Reynolds received her Ph.D. in political science and public policy from the University of Michigan and her A.B. in government from Smith College, and previously served as a senior research coordinator in the Governance Studies program at Brookings.
Devashree Saha is a senior policy associate and associate fellow at the Brookings Institution Metropolitan Policy Program. Her research primarily focuses on the intersection of clean energy and economic development policy, including the transition to a clean energy economy. Prior to joining Brookings, Saha worked at the National Governors Association, where her work spanned clean energy, transportation, and land use planning issues. She holds a Ph.D. in public policy from the University of Texas at Austin and a master’s in political science from Purdue University.
Richard Shearer is a senior research analyst and senior project manager at the Metropolitan Policy Program working on detailed market assessments of metropolitan economies and their component businesses and institutions. Prior to his work at Brookings, Shearer assessed impacts of regional economic development and transportation policy at the University of Missouri—Kansas City and worked on projects at the Delaware Valley Regional Planning Commission evaluating the size of metro Philadelphia’s clean economy. Shearer holds dual Bachelor of Arts degrees in Economics and Urban Planning and Design from the University of Missouri—Kansas City.
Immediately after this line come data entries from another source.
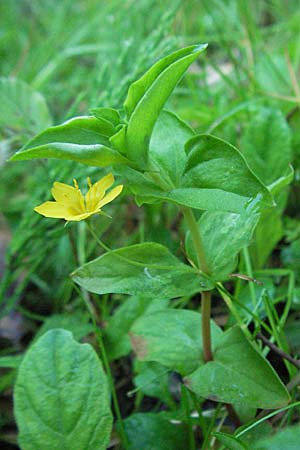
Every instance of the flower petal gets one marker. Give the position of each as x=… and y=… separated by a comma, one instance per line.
x=68, y=196
x=97, y=192
x=110, y=196
x=54, y=210
x=78, y=217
Benjamin Wittes is a senior fellow in Governance Studies at The Brookings Institution. He co-founded and is the editor-in-chief of the Lawfare blog, which is devoted to sober and serious discussion of "Hard National Security Choices," and is a member of the Hoover Institution's Task Force on National Security and Law. He is the author of Detention and Denial: The Case for Candor After Guantanamo, published in November 2011, co-editor of Constitution 3.0: Freedom and Technological Change, published in December 2011, and editor of Campaign 2012: Twelve Independent Ideas for Improving American Public Policy (Brookings Institution Press, May 2012). He is also writing a book on data and technology proliferation and their implications for security. He is the author of Law and the Long War: The Future of Justice in the Age of Terror, published in June 2008 by The Penguin Press, and the editor of the 2009 Brookings book, Legislating the War on Terror: An Agenda for Reform.
His previous books include Starr: A Reassessment, published in 2002 by Yale University Press, and Confirmation Wars: Preserving Independent Courts in Angry Times, published in 2006 by Rowman & Littlefield and the Hoover Institution.
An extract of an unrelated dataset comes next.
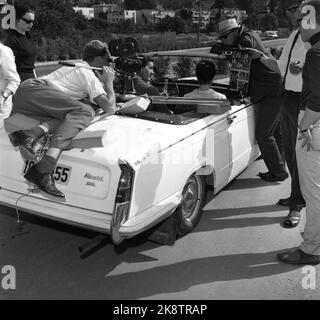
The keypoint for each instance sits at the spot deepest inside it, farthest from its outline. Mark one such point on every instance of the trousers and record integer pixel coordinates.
(64, 116)
(268, 115)
(309, 175)
(290, 110)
Between 1997 and 2006, he served as an editorial writer for The Washington Post specializing in legal affairs. Before joining the editorial page staff of The Washington Post, Wittes covered the Justice Department and federal regulatory agencies as a reporter and news editor at Legal Times. His writing has also appeared in a wide range of journals and magazines including The Atlantic, Slate, The New Republic, The Wilson Quarterly, The Weekly Standard, Policy Review, and First Things.
Benjamin Wittes was born in Boston, Massachusetts. He graduated from Oberlin College in 1990, and he has a black belt in taekwondo.